I really enjoyed Joseph Peterson’s Wanted: Elevator Man, an allegorical/absurdist novel in which, Barnes, a major institution-graduate turned waiter settles for an elevator job in a big city high rise with the hope that he’ll land a corner office gig after impressing the suits. Elevator Man is, foremost, a meditation on mortality (which I’m always a sucker for), the quest for Barnes to understand and come to terms with his father’s life and death, and make meaning of his own existence. Barnes is weighed down by the belief that his father was a “highly brilliant” scientist who died after traveling to Hiroshima to study the effects of nuclear radiation on the survivors, and that there’s little chance anything he does with his life can ever compare. Peterson writes: “[Barnes]…felt that his pedigree was such that he could never—and should never, for that matter—settle for the crumbs. To do so was to fail.” A near-death experience for Barnes during the kinda-sorta-rescue of a woman stuck in the elevator seems to shake him from his stupor and propel him out of his father’s shadow. Barnes muses to his cat: “My first day on the job, and I almost died. Yes, I almost died. And it wasn’t nearly so bad as I thought.” Peterson raises some interesting questions for me. Does self-preservation keep us from truly living? Does it prevent us from being able to fully give love? If we don’t sacrifice our own well-being for others, can we ever really feel good about ourselves? Can we ever feel pride?
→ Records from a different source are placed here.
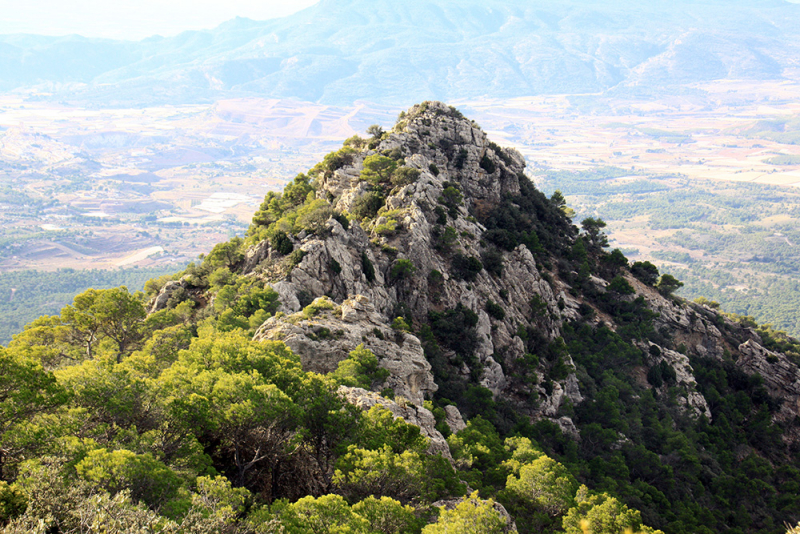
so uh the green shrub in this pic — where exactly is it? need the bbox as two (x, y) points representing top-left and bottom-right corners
(391, 166), (420, 187)
(484, 229), (517, 251)
(530, 295), (547, 318)
(322, 146), (357, 172)
(647, 360), (677, 388)
(343, 135), (366, 149)
(656, 274), (684, 296)
(204, 238), (244, 269)
(392, 317), (412, 332)
(631, 261), (659, 285)
(302, 297), (335, 319)
(485, 300), (506, 321)
(429, 304), (479, 357)
(332, 344), (389, 388)
(429, 163), (440, 176)
(288, 249), (306, 267)
(76, 448), (182, 510)
(352, 192), (385, 220)
(361, 252), (376, 282)
(390, 259), (416, 282)
(361, 155), (398, 185)
(375, 219), (398, 236)
(439, 184), (463, 218)
(479, 154), (496, 174)
(453, 148), (468, 169)
(433, 226), (458, 252)
(608, 276), (635, 295)
(604, 248), (629, 270)
(434, 206), (448, 224)
(481, 248), (504, 277)
(296, 200), (334, 235)
(367, 124), (384, 139)
(451, 254), (483, 282)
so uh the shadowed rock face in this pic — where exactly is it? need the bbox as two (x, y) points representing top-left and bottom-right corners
(235, 100), (800, 445)
(738, 339), (800, 443)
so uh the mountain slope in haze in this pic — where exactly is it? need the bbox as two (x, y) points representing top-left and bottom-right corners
(5, 102), (800, 533)
(2, 0), (799, 105)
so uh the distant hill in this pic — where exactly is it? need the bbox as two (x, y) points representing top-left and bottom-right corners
(2, 0), (799, 105)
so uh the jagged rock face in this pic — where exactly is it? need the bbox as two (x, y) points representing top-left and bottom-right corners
(338, 386), (453, 462)
(253, 296), (437, 405)
(444, 405), (467, 434)
(630, 275), (800, 435)
(642, 341), (712, 420)
(238, 100), (800, 445)
(150, 280), (187, 314)
(245, 101), (572, 417)
(150, 278), (208, 314)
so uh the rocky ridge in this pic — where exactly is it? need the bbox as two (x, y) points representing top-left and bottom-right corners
(159, 100), (800, 447)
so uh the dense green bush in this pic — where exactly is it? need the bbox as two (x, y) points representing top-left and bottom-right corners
(485, 300), (506, 321)
(482, 248), (504, 277)
(439, 183), (463, 218)
(361, 252), (376, 282)
(631, 261), (659, 285)
(352, 191), (386, 220)
(479, 174), (573, 259)
(390, 259), (417, 282)
(480, 154), (496, 174)
(451, 253), (483, 282)
(269, 229), (294, 255)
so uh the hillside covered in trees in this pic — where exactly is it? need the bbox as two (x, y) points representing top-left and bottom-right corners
(2, 102), (800, 533)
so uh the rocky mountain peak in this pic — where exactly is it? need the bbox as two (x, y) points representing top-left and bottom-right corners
(160, 100), (800, 449)
(235, 101), (581, 422)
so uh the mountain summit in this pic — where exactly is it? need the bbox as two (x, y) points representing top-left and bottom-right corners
(209, 100), (800, 441)
(5, 102), (800, 532)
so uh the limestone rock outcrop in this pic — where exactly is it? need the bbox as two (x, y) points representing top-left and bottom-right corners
(254, 295), (436, 405)
(738, 340), (800, 440)
(243, 101), (579, 427)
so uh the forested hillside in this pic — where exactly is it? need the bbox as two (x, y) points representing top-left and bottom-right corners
(2, 102), (800, 534)
(0, 266), (182, 345)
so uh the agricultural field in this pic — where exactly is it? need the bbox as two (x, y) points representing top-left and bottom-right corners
(0, 97), (392, 271)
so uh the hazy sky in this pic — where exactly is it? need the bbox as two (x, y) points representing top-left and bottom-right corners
(4, 0), (800, 40)
(0, 0), (321, 40)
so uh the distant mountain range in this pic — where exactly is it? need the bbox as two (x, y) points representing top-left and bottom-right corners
(1, 0), (799, 105)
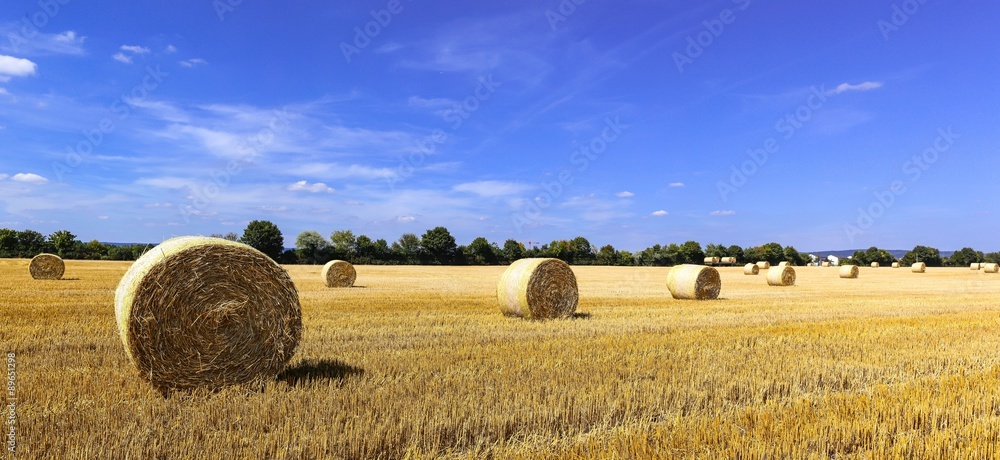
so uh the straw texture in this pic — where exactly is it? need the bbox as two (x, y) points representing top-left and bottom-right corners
(743, 263), (760, 275)
(496, 258), (578, 319)
(29, 253), (64, 280)
(756, 261), (771, 269)
(911, 262), (927, 273)
(322, 260), (357, 287)
(767, 266), (796, 286)
(839, 265), (859, 279)
(666, 265), (721, 300)
(984, 263), (1000, 274)
(114, 236), (302, 392)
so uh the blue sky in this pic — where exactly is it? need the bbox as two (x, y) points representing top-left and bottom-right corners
(0, 0), (997, 251)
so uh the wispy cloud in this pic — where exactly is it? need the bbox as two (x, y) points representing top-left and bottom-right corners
(11, 173), (49, 185)
(285, 163), (395, 180)
(453, 180), (532, 197)
(650, 210), (668, 217)
(615, 191), (635, 198)
(120, 45), (150, 54)
(113, 45), (150, 64)
(287, 180), (334, 193)
(0, 29), (85, 56)
(179, 58), (207, 68)
(827, 81), (883, 95)
(112, 53), (133, 64)
(669, 182), (685, 188)
(710, 210), (736, 216)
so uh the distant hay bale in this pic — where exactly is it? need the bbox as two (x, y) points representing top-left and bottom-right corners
(980, 263), (988, 270)
(743, 263), (760, 275)
(321, 260), (356, 287)
(497, 258), (578, 319)
(766, 266), (796, 286)
(971, 263), (982, 270)
(984, 263), (1000, 274)
(756, 261), (771, 269)
(704, 257), (720, 265)
(892, 262), (900, 268)
(911, 262), (926, 273)
(839, 265), (859, 279)
(666, 264), (721, 300)
(114, 236), (302, 392)
(870, 262), (880, 268)
(29, 253), (65, 280)
(720, 257), (737, 265)
(778, 261), (790, 267)
(822, 261), (831, 267)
To me, a secondary theme in this book is the power of language. Its power to sway our emotions this way or that. Barnes initially decides to take the elevator job after being inspired by self-help pamphlets. “Admit you’re a loser.” “Think downward!” And not only the power of words, but punctuation too (“My advice to you, if you ever write advice…use the exclamation point! Use it liberally!”)! Peterson also touches on the power of the words we use to ourselves, the self-defeating things people say on repeat that become truth. After his first day on the job, Barnes thinks, “…I’m burdened with vain hopes. Where the hell did I get these hopes anyway? And why does my life have to be pestered with them? …But you certainly don’t have what it takes to fulfill your hopes. You don’t have what it takes to cut the mustard in the real world.”
Peterson writes tight, clean prose. And the book is so well-edited and nicely bound. Thumbs up all around.